Sadie noticed the lines of Bucky’s face thicken slightly in Ford’s vision and his features become more pronounced. Like a caricature, she thought, and wondered if it was because Ford could no longer take him seriously. “Who are they, Bucky?” he asked, following Bucky through a hidden door and up a set of stairs. Sadie sensed the air was cooler now, and she smelled a combination of mustiness and bushes. “
Who controls the pizza trucks?”
“Take your pick. Eenie meenie minie moe,” Bucky recited as they stepped into a high-ceilinged space painted black. He kept going, and Ford realized they were on a stage.
Bucky moved to the center of it and waved Ford over. “Come see the view.” When Ford joined him Bucky draped an arm over his shoulder and said, “Nice to have company. It’s been a while.”
Sadie felt Ford stiffen, but she also heard a tiny chime inside of him that seemed to be the response to the call of Bucky’s loneliness. The two of them stood in the middle of the stage, gazing out in silence.

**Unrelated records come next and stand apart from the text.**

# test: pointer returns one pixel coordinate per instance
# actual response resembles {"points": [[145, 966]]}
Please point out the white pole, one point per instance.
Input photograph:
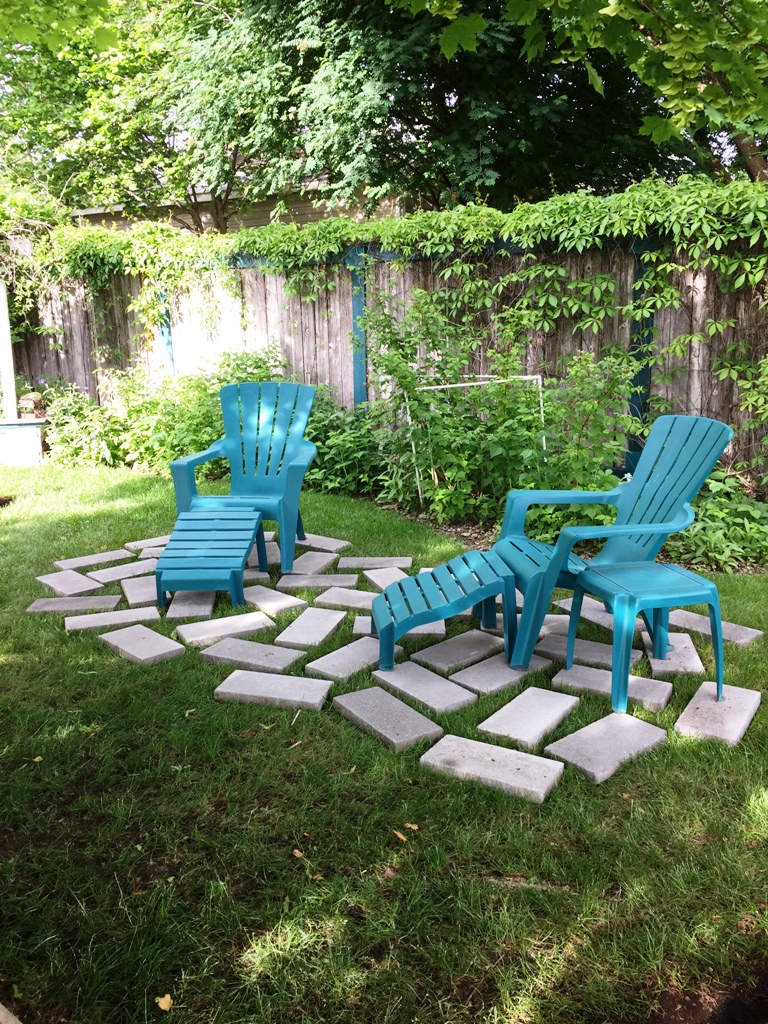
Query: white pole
{"points": [[7, 374]]}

What had once been the theater was now rows of green velvet chairs overgrown with bushes. The roof was gone, and the tops of the walls were uneven, some sprouting green grass, giving the space the feeling of a pastoral dreamscape. For a moment Ford’s mind was wholly absorbed with its strange beauty, and Sadie was treated to the double magic of the space and Ford’s appreciation for it. A mass of green dots, hundreds of shades, blanketed the theater in his mind, clustering like fireflies around a bush at dusk, becoming a shimmering record of the theater. He was archiving the image, Sadie realized. She was watching him actively commit it to his memory.
Beautiful, she breathed.
“Beautiful,” Ford said. Her arms prickled, and she realized he was so moved he had goose bumps. That had never happened in shallow stasis. “Where are we?”
“My playhouse,” Bucky said. “Don’t tell me you don’t recognize it. You, Ford Winter, who knows every building worth knowing in Detroit from the past hundred years?” He chuckled to himself.
Sadie heard a drumbeat in Ford’s mind like a summons into battle. He studied the seats, the stage, the few patches of plaster you could still see on the walls. “I give up,” he said.